I have this particular problem. We have to combine the log terms into a single log term:

$$\dfrac{(2\ln a- \ln b - 5\ln c)}{2}$$

I did it in the following way :

$$''~= \ln a -\frac{1}{2}\ln b - \frac{5}{2} \ln c$$ $$= \ln\left(\left(\frac{a^2c^5}{b}\right)^{\frac{1}{2}}\right)$$

Is this correct approach?

I used the formula : $\log_ba-\log_bc=\log_b\left(\dfrac{a}{c}\right)$

• Not quite.
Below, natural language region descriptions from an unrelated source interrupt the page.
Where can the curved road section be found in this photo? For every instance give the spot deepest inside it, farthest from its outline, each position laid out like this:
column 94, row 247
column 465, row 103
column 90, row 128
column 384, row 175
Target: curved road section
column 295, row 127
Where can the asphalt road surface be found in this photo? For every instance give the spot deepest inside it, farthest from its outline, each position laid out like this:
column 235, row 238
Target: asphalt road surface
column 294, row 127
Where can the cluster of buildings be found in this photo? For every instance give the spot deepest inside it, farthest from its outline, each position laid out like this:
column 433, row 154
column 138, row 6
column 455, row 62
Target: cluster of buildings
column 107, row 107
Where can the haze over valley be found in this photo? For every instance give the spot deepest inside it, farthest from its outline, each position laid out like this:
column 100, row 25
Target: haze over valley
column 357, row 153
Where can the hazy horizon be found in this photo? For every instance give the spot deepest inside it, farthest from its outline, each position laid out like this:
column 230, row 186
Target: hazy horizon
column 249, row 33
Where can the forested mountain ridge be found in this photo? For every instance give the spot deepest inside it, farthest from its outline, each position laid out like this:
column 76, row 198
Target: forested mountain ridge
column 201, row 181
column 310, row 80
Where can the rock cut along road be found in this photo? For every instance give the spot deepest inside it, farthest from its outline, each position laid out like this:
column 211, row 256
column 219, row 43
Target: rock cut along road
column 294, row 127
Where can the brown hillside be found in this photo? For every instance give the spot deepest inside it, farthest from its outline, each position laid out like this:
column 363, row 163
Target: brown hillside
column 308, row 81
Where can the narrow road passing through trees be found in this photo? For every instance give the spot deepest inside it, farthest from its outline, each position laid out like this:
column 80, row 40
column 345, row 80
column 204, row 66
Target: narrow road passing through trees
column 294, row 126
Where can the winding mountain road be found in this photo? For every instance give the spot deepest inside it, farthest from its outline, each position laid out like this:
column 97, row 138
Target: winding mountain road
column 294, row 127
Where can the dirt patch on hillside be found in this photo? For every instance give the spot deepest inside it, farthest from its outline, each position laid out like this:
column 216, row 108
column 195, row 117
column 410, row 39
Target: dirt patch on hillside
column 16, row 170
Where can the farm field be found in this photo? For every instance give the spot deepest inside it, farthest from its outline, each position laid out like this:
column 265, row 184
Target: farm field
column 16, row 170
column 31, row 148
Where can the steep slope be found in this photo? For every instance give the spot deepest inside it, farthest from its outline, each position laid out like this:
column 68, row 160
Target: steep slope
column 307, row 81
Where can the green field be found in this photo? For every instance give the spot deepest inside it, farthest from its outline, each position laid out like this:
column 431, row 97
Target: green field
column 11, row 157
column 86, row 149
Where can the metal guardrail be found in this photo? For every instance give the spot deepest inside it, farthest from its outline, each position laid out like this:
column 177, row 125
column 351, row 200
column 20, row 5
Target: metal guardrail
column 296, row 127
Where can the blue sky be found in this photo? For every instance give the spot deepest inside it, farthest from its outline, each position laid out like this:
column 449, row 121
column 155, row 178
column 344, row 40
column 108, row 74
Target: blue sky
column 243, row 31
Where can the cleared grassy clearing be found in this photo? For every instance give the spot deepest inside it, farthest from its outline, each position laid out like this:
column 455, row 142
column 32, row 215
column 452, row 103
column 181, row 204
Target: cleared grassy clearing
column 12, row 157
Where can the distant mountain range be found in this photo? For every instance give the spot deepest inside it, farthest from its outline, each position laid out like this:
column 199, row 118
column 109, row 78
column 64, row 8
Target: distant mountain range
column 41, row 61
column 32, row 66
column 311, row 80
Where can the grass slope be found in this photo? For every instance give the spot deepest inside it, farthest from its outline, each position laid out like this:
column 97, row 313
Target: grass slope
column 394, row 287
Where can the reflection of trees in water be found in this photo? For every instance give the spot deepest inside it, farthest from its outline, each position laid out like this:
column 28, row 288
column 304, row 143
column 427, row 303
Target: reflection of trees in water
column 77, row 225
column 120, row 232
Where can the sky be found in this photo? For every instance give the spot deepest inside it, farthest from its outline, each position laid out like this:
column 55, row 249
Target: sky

The $c^5$ belongs in the denominator. – Mark Viola Apr 17 '15 at 4:44
• $c$ ought to be in the denominator. – zahbaz Apr 17 '15 at 4:44
• Thank you but why? isnt it the form of $a/b/c$ which equals $ac/b$ ? – Max Payne Apr 17 '15 at 4:47
• Try it with $-ln(x) = + ln(\frac{1}{x})$. And in general, as a visual aid, all the positives will go in the numerator, and the negatives in the denominator. – zahbaz Apr 17 '15 at 4:50
• Ah! This might be your error... $\ln a - \ln b -\ln c \ne \ln a - \ln\frac{b}{c}$. Why? Consider: $\ln a - (\ln b + \ln c) = \ln a - \ln bc = \ln\frac{a}{bc}$ – zahbaz Apr 17 '15 at 4:55

$$\dfrac{(2\ln a- \ln b - 5\ln c)}{2}$$ $$=\dfrac{(\ln a^2- \ln b - \ln c^5)}{2}$$ $$= \dfrac{\left(\ln \dfrac{a^2}{b} - \ln c^5\right)}{2}$$ $$= \dfrac{1}{2}\ln \dfrac{a^2}{bc^5}$$ $$= \ln \dfrac{a}{\sqrt{bc^5}}$$